Italia 2035: nazione occupata? In 10 anni via 3 milioni tra lavoro e demografia | Cosa si prevede per il futuro
Un Paese che invecchia, una forza lavoro che scompare. Ecco cosa sta succedendo davvero dietro i numeri della crisi occupazionale.
In dieci anni l’Italia perderà quasi tre milioni di lavoratori. Ma la notizia non sembra scuotere più di tanto.
Nessuna catastrofe improvvisa, solo una lenta emorragia anagrafica che cambia il volto del lavoro e della società.
Non sarà un crollo ma un’erosione costante, che colpirà ogni regione, ogni città, ogni settore produttivo.
Dietro la statistica, c’è la storia di un Paese che non riesce più a rimpiazzare chi va in pensione. Ma è proprio così? Ecco i dati.
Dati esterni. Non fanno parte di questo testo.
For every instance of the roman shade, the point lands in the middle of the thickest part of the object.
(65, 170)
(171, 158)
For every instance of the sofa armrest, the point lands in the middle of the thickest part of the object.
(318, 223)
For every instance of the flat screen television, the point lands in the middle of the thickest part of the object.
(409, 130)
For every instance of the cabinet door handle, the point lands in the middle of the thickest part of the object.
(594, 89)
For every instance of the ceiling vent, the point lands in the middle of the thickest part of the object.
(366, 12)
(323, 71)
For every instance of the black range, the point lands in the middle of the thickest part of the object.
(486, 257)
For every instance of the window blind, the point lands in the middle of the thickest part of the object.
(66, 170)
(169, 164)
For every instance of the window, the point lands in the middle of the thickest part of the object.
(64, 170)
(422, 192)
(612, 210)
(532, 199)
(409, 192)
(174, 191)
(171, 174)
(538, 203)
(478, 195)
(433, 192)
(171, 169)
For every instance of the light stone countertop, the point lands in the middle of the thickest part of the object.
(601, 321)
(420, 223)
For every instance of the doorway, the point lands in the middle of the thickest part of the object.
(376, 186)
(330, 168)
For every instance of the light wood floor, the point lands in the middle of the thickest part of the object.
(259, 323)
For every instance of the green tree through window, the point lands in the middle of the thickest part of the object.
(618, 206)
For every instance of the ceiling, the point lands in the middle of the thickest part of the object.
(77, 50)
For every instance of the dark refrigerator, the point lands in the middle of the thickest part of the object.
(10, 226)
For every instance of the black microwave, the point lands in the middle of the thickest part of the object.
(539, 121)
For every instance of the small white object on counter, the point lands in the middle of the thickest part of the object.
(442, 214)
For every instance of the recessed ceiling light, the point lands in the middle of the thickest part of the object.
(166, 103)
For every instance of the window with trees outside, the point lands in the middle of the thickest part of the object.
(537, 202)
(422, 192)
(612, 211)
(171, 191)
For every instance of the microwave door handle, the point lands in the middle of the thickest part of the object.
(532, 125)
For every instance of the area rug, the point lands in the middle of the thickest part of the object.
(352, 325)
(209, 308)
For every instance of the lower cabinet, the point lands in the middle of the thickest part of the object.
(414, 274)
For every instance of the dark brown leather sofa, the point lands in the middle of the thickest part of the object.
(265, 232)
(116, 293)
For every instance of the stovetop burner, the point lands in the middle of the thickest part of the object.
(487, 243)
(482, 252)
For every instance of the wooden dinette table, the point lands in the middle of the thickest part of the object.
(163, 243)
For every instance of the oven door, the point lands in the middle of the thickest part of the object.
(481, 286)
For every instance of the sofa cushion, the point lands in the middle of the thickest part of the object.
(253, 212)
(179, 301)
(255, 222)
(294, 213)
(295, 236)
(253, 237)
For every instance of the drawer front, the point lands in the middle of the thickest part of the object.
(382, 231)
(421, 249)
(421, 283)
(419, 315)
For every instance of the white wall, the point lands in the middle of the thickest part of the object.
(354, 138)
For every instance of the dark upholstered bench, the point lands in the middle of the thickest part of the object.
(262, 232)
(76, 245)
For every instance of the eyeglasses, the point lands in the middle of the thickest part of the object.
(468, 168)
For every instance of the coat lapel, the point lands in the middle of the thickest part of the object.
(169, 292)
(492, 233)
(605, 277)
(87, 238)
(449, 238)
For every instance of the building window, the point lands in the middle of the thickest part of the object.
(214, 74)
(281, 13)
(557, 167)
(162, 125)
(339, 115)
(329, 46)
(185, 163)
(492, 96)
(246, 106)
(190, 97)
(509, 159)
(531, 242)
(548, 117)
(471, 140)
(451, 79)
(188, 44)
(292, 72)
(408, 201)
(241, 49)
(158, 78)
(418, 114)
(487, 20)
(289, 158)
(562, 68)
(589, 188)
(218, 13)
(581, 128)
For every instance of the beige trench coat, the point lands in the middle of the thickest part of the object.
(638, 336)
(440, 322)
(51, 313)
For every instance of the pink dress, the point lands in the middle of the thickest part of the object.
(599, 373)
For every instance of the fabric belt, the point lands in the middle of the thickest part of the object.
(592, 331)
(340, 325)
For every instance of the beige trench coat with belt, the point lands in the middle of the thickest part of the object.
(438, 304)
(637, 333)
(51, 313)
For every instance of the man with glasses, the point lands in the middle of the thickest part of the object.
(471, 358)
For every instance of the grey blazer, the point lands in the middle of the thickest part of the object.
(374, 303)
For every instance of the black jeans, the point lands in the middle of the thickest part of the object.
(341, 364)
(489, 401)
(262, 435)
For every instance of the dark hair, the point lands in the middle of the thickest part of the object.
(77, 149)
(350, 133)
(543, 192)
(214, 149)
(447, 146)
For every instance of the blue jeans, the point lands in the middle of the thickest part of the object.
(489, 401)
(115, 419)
Quando l’Italia smette di lavorare
L’allarme arriva dai numeri, ma riguarda la carne viva del tessuto sociale. Secondo le proiezioni demografiche, entro il 2035 la popolazione in età lavorativa in Italia scenderà da 37,3 a 34,4 milioni di persone. Un taglio netto da 2,9 milioni che equivale al 7,8 per cento in meno. Il motivo è chiaro: troppo pochi giovani, troppi anziani. Il Paese si ritroverà con una fascia centrale sempre più sottile. Una perdita silenziosa ma diffusa, che non risparmierà nessuna delle 107 province italiane. In un contesto già provato da transizioni epocali – energetica, digitale, geopolitica – la scomparsa graduale della forza lavoro rischia di diventare il nodo centrale della crisi.
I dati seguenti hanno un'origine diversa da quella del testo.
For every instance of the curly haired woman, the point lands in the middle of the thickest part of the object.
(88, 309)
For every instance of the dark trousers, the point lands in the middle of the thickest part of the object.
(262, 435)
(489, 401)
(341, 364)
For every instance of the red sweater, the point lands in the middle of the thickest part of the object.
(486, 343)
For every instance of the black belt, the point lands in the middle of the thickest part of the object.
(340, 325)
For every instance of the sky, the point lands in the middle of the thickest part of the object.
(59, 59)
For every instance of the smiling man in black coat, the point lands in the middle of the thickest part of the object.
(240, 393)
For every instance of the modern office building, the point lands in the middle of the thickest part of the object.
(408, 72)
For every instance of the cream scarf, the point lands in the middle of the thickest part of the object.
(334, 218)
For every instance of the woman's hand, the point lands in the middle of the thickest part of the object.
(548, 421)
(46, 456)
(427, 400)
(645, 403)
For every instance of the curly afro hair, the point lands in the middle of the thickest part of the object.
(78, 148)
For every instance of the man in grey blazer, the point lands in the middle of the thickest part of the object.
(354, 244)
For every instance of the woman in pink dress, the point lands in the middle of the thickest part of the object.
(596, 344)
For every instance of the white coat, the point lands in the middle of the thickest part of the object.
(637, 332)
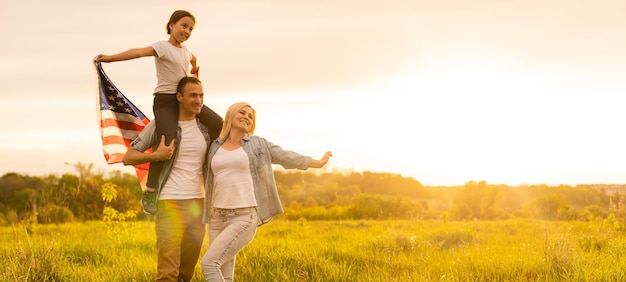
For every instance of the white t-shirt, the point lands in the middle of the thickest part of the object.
(186, 179)
(172, 64)
(233, 187)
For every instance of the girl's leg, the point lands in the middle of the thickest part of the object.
(165, 109)
(229, 232)
(212, 120)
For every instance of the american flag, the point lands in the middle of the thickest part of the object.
(120, 123)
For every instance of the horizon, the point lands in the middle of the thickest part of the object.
(444, 93)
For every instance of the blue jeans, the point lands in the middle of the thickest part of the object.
(229, 232)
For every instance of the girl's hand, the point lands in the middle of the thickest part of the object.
(195, 71)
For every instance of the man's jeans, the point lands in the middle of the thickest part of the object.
(180, 233)
(229, 232)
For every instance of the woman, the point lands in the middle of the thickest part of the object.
(241, 191)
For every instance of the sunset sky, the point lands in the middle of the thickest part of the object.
(445, 92)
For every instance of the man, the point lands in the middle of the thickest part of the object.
(180, 195)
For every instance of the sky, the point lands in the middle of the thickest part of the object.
(509, 92)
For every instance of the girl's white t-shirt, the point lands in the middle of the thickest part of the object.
(172, 64)
(233, 186)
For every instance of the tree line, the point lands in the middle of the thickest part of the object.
(320, 196)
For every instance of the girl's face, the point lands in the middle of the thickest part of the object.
(243, 119)
(181, 30)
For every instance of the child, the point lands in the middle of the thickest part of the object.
(172, 60)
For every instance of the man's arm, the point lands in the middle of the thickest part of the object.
(162, 153)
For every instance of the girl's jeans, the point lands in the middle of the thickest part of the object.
(229, 232)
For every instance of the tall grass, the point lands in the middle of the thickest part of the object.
(517, 250)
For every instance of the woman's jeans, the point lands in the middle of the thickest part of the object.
(229, 232)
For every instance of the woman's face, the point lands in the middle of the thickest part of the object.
(243, 119)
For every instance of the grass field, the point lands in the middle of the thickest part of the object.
(516, 250)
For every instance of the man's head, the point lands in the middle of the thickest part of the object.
(190, 97)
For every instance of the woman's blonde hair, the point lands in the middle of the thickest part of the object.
(231, 112)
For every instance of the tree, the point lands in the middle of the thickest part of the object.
(476, 200)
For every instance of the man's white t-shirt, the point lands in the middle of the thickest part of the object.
(186, 180)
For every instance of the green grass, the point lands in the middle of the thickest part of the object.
(517, 250)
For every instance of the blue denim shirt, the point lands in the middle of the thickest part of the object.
(262, 154)
(148, 139)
Il mercato fatica già ora a trovare personale, soprattutto nelle Pmi. Tra dieci anni, l’impatto sarà sistemico. E non si intravedono soluzioni rapide. Le misure per invertire la tendenza demografica non bastano, e nemmeno il ricorso alla manodopera straniera potrà colmare del tutto il vuoto. Il rischio è una società sbilanciata, dove la spesa per pensioni, sanità e assistenza crescerà, mentre il Pil rallenta. Una dinamica che pesa soprattutto sulle imprese più piccole, meno strutturate per reggere la pressione.

Chi perde e chi guadagna nella nuova geografia del lavoro
Nel Mezzogiorno la perdita sarà più intensa. A Napoli, per esempio, si stima un calo di oltre 236 mila lavoratori. In Sardegna, la fascia in età da lavoro si ridurrà del 15 per cento. Una decimazione lenta, che rischia di accentuare lo spopolamento già in atto. Le ricadute saranno trasversali: meno lavoratori significano meno domanda di abitazioni, meno mobilità, meno consumo, meno innovazione. I settori più esposti saranno quelli che si reggono su un ricambio continuo: trasporti, turismo, moda, edilizia.
In un Paese che invecchia, cambia anche il modo di vivere e di spendere. Ecco perché le banche, paradossalmente, potrebbero guadagnarci. Con una popolazione più anziana, l’inclinazione al risparmio aumenterà. I depositi cresceranno, i servizi finanziari per la terza età diventeranno un mercato strategico. Quello che oggi sembra solo un dato statistico è in realtà un cambio d’epoca. Non si tratta solo di lavoro, ma di identità nazionale. L’Italia si prepara a una trasformazione radicale, silenziosa, irreversibile. Chi saprà interpretarla, forse, potrà scrivere il prossimo capitolo. Gli altri resteranno a guardare una società che cambia, senza più le forze per muoversi.